At this point, the COVID-19 pandemic has taken hundreds of thousands of lives and cost trillions of dollars. We didn’t get here by accident. Our present situation is the result of choices that we made. We put our faith in technology, globalization and markets and each has failed us. We’ve become a global village, with all the petty animosities that village life can inspire, but a true global community has yet to emerge.


It’s time to ask ourselves some hard questions.



The period between 1920 and 1970 was undoubtedly the most successful in human history. Productivity and incomes increased like never before. After two horrific world wars, we built a peaceful global order. We learned to cure disease and feed the world.


Looking back at the past 50 years however, it’s hard to see how significant progress has been made (at least in so-called developed countries). Productivity growth has been sluggish. Incomes for most people have not grown. Climate change threatens the planet and the global order has fallen apart. Mental health has declined precipitously as depression and anxiety have risen to epidemic levels.
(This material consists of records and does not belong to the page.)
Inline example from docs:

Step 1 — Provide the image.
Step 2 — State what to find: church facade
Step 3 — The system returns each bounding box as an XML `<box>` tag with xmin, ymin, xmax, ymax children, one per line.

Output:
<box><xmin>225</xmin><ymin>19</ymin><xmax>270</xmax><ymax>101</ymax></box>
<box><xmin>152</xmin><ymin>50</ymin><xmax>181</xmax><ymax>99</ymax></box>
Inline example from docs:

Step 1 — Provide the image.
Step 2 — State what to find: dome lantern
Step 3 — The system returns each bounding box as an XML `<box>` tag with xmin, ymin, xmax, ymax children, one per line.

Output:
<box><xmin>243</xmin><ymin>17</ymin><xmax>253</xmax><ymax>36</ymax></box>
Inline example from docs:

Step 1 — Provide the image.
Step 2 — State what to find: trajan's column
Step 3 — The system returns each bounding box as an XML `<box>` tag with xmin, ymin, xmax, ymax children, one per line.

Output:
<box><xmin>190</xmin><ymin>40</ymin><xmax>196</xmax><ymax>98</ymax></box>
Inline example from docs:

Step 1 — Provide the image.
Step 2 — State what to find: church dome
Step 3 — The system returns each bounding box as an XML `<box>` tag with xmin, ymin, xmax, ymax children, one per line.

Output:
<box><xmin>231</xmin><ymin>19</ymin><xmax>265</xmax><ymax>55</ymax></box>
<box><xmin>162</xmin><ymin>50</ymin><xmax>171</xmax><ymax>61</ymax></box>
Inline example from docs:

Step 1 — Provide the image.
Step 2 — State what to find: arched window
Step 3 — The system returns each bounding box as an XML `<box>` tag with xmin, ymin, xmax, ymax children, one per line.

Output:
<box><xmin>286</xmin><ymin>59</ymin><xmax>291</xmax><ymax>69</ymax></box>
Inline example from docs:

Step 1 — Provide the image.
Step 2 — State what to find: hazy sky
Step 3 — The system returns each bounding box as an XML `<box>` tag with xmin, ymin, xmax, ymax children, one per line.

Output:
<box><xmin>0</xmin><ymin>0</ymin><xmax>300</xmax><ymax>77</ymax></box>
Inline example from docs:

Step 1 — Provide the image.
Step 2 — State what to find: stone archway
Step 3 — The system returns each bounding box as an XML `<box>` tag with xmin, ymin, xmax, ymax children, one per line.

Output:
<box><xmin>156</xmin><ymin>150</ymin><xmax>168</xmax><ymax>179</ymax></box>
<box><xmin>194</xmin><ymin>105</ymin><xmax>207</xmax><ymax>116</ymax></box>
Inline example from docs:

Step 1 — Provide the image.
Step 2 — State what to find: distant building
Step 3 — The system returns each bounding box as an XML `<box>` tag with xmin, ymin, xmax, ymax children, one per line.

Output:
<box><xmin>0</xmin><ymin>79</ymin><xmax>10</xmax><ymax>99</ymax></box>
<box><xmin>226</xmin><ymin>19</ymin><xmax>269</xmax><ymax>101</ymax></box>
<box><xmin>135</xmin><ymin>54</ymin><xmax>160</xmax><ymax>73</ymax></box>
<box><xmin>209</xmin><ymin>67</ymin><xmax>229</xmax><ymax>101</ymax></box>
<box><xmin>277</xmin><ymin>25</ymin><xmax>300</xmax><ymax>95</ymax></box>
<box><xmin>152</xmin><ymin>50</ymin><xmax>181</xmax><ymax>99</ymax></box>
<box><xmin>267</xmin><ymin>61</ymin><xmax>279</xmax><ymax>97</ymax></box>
We need to see the pandemic in the context of our larger failures. If it wasn’t a COVID-19, it would have been something else—a computer virus, a terror attack, a climate event… something.

So I think the best way forward is to ask some basic questions:


  • How did we get here?

  • Why did we make the choices that got us here? (assuming those choices were made in good faith). What was the basis for making those choices?

  • What are the future crises we face? Where are the time bombs ticking?

  • What have we learned? What can form the basis for a better approach moving forward?

  • How can we build more resiliency into the system?


It is only by asking ourselves basic questions that we can start to build a consensus on a path forward.